Retired officers consider legal action over leaked documents
Four retired police officers are considering legal action against NI Police Ombudsman after their personal details were leaked.
The leak came to light following the arrest of an former ombudsman investigator over an alleged theft of sensitive security documents.
A lawyer for the officers said the Police Ombudsman had confirmed personal details were unlawfully disclosed.
Police have begun a criminal investigation.
It is understood the documents contained information the police and security service MI5 believe could put the lives of individuals at risk but do not refer to any case currently being investigated by the Police Ombudsman.
The lawyer said his clients disputed claims that the leak was connected to a historic case and said there was a link to an ongoing ombudsman inquiry.
A 69-year-old man was arrested in Dartford, Kent, on Sunday after detectives from the PSNI's Serious Crime Branch conducted a joint search with local police.
It is understood he retired from the ombudsman's office a number of years ago and that the documents do not refer to any case currently being investigated by it.
The Police Federation of Northern Ireland (PFNI) has called for a "full inquiry" into the operation of the police ombudsman and said it was an "astounding and very worrying state of affairs".
Mark Lindsay, chair of the federation, said there had to be an element of fairness for police officers under investigation.
"They need the same protections that a normal member of society would have and that doesn't exist at the moment with the ombudsman's office," he told the BBC's Good Morning Ulster programme.
"There is a real role for the Police Ombudsman's office, but that office has to hold the confidence of police officers."
Police have also suspended the release of any further sensitive material to the ombudsman's office until a review of security protocols is carried out.
The Ulster Unionist MP Tom Elliott said the ombudsman's office had serious questions to answer.
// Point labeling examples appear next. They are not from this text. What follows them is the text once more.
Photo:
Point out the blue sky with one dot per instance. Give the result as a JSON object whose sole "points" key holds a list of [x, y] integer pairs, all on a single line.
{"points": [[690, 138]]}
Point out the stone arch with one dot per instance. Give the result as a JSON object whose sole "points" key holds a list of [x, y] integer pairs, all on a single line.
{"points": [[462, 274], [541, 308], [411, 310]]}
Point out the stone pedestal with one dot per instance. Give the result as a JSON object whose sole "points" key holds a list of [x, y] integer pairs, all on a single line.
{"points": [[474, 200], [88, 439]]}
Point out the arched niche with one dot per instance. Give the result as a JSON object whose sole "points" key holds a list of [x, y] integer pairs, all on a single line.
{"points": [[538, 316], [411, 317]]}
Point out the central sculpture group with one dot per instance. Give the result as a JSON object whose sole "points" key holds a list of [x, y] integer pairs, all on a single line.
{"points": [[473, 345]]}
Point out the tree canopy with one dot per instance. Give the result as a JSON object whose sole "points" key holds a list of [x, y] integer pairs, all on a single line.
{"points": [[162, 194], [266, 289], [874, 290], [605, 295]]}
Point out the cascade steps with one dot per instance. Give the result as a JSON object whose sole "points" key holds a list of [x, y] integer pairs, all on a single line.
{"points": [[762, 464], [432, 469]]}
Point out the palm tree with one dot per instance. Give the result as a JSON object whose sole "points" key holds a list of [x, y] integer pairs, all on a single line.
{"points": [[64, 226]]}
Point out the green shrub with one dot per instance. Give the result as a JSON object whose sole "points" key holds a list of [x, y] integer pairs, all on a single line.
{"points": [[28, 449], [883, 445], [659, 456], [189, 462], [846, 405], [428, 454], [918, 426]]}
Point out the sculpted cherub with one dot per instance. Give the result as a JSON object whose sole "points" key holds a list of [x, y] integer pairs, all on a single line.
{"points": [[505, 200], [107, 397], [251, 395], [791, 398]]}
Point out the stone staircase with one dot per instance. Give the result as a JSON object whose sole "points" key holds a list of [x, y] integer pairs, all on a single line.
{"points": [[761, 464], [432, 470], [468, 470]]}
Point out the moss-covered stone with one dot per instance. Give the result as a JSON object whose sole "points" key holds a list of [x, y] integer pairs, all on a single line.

"When there's alleged wrongdoing, the PSNI should be called in at an earlier stage to investigate these matters so that they can be independently investigated," Mr Elliott said.
"There is a failure and a gap there that needs to be resolved."
In a statement to the BBC, a spokesman for the ombudsman confirmed he was alerted by police last week about the theft of sensitive material originating from the office.
The office of the Police Ombudsman said it was anticipated that this suspension of the sharing of sensitive material "will be temporary".